Es beginnt mit einem Berg. Oder besser: mit seinem Miniatur-Double. Im Reliefraum des Naturkundemuseums Graz, wo Höhenlinien akkurat verlaufen und Geografie zu einem musealen Stillleben wird, entfaltet sich ein anderes Gelände: eines aus Erinnerungen, Stimmen und Erschütterungen.
„Über die Schulter blicken“, eine Koproduktion des Kunstlabors Graz mit dem Festival La Strada, führt als Stationenwalk durch das Naturkundemuseum – vorbei an Fossilien, Steinsammlungen und Reliefmodellen – hinein in weibliche Lebensrealitäten der Dachsteinregion. Erzählt wird nicht von außen, sondern von innen. Die Geschichten selbst sind kein heimeliges Heimatabend-Programm – auch wenn Vogelbeer-Schnaps gereicht wird.
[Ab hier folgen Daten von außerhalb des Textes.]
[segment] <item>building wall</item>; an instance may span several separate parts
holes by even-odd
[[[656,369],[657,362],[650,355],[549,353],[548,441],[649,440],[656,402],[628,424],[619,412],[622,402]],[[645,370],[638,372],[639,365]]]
Vielleicht gerade deshalb.

La Strada Graz / Martin Hauer)
Geschichte(n) im Ohr
Die Performerinnen hören ihre Texte live über ein In-Ear-Prompting-System – und sprechen sie direkt aus. Der Text flüstert sich ins Ohr, während er auf der Bühne ausgesprochen wird. Das klingt technisch, führt aber zu einem überraschend rohen Erzählen: kein abrufbares Schauspiel, sondern eine fragile Direktheit. Keine Tricks, sondern ein tastendes Sprechen, wie man es kennt, wenn jemand beim Sprechen erst versteht, was er da sagt. „Von ana Frau wiad schon vül mea awoatet als von am Monn“, sagt eine Stimme. Und eine andere: „Des is hoit so.“ Man kennt sie, diese Sätze, deren stille Bitterkeit man oft überhört – oder überhören möchte.

La Strada Graz / Martin Hauer)
Gletscher, Goldhaube, Gewalt
Eine filmische Passage dokumentiert den Rückgang des Dachsteingletschers – aus der Perspektive einer Frau, die mit dem Eis aufgewachsen ist. Heute ist das, was einst Gletscher war, nur noch Geröll. „Mittlerweil san do Berg, de’s früher gar net geb’n hot“, sagt sie. Es ist nicht nur eine ökologische, sondern eine persönliche Verschiebung: Landschaft als verlorene Heimat, als schmelzende Erinnerung. An einer anderen Station steht eine „echte“ Goldhaubenfrau – und spricht ohne Soufflage oder Stellvertreterfunktion über Sticktechniken, Rituale und soziale Codes. Keine Folklore, sondern textile Geschichtsschreibung. Weibliches Erbe, verewigt in Handwerk, aber noch nicht in Schulbüchern. Daneben: Erzählungen über Küche, Kindheit, „Stoll gehn“ – und Tagwachen um halb Vier. Über Arbeit, die nie als solche anerkannt wurde. „Mia ermöglichen den Männan ia Hobby“, sagt eine Bäuerin über die Nebenerwerbslandwirtschaft – halb schmunzelnd, halb resigniert.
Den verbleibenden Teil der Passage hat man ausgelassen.